‘Exciting’ is a term many Eastern New Mexico University faculty used when talking about the upcoming 35th annual Jack Williamson Lectureship and the fourth annual High Plains Film Festival, which will be taking place March 31 through April 2.
This year marks the first time the two events have been combined and the original inspiration for this dynamic duo came from Assistant Professor of Theater and Film Laurel Petty.
“It’s going to benefit the students particularly,” Petty said. “The science fiction-fantasy genre is really growing and they’re seeing a lot of the films and reading a lot of the graphic novels right now. It’s a really popular genre with film students.”
Petty said she has attended the lectureship for the last two years and she felt from the beginning it would make a good addition to the film festival due to the popularity of the science fiction genre.
“I definitely thought it was an interesting arena to explore for the film program,” Petty said. “They (film students) are really excited about meeting and having a workshop with the two guest writers (Michael Cassutt and Melinda Snodgrass) because they are authors in the science fiction genre.”
Executive Director of the Planning and Analysis Department Patrice Caldwell is the chair of the lectureship committee and she and Petty joined forces to plan the combining of the two events.
Caldwell said the lectureship not only honors Williamson and his work but also the humanities and science and the connection between the two.
“He saw that linkage as a very important part of science fiction and the lectureship has explored that over the years,” Caldwell said. “I think most people don’t know how well he’s known in the science fiction world and how critical his work and personality have been to science fiction writing.”
Caldwell said she thinks students are most impressed by the fact that Williamson published his first science fiction story as a freshman at West Texas State College in 1928, before becoming a student at ENMU.
“The most important thing about this lectureship is being able to recognize someone who has been so successful and grew up at this university,” Caldwell said. “He is a local boy.”
Betty Williamson, niece to the late Jack Williamson, said she is honored to attend the event each year and knew her uncle to feel the same.
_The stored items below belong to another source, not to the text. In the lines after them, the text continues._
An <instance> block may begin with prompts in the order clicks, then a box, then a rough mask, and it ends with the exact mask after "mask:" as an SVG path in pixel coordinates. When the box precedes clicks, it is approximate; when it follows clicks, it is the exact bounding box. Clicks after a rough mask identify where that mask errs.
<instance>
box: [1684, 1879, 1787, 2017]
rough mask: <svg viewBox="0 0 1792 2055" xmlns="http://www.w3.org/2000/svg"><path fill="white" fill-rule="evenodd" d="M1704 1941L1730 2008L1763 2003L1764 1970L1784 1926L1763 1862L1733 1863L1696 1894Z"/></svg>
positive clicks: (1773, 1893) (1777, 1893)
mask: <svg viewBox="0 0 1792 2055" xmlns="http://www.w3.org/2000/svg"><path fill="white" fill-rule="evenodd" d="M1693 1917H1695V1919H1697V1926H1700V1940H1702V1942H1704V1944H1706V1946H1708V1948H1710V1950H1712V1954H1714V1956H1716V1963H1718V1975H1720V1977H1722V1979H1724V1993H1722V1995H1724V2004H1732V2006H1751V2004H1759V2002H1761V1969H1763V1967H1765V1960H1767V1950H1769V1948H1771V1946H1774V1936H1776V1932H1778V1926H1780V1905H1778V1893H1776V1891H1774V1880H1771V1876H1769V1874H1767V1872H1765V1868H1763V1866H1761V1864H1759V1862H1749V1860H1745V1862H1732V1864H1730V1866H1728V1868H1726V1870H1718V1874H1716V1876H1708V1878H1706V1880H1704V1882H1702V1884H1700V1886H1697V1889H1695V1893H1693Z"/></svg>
She said he attended every year until his death in 2006.
“He thought it was an immense compliment beyond what he deserved,” Williamson said. “He thought it was a great way to bring friends together and to bring writers together from around the nation.”
She said her family thinks of the lectureship as a family reunion each year, because they are able to spend quality time with the science fiction community here uncle knew and loved so much.
“Jack was really well known for being really encouraging with writers who were first starting out,” Williamson said. “That’s a really important legacy to me for us to continue is supporting young people in their writing and putting it out there.”
Caldwell said part of the lectureship includes a teenager writing workshop with the two guest speakers to encourage and advise young writers in their work.
“Our culture is so permeated by science fiction themes. Technology, science, it’s all around us,” Caldwell said. “If we don’t look to the future, how are we going to understand it and shape it and shape the people we are becoming?”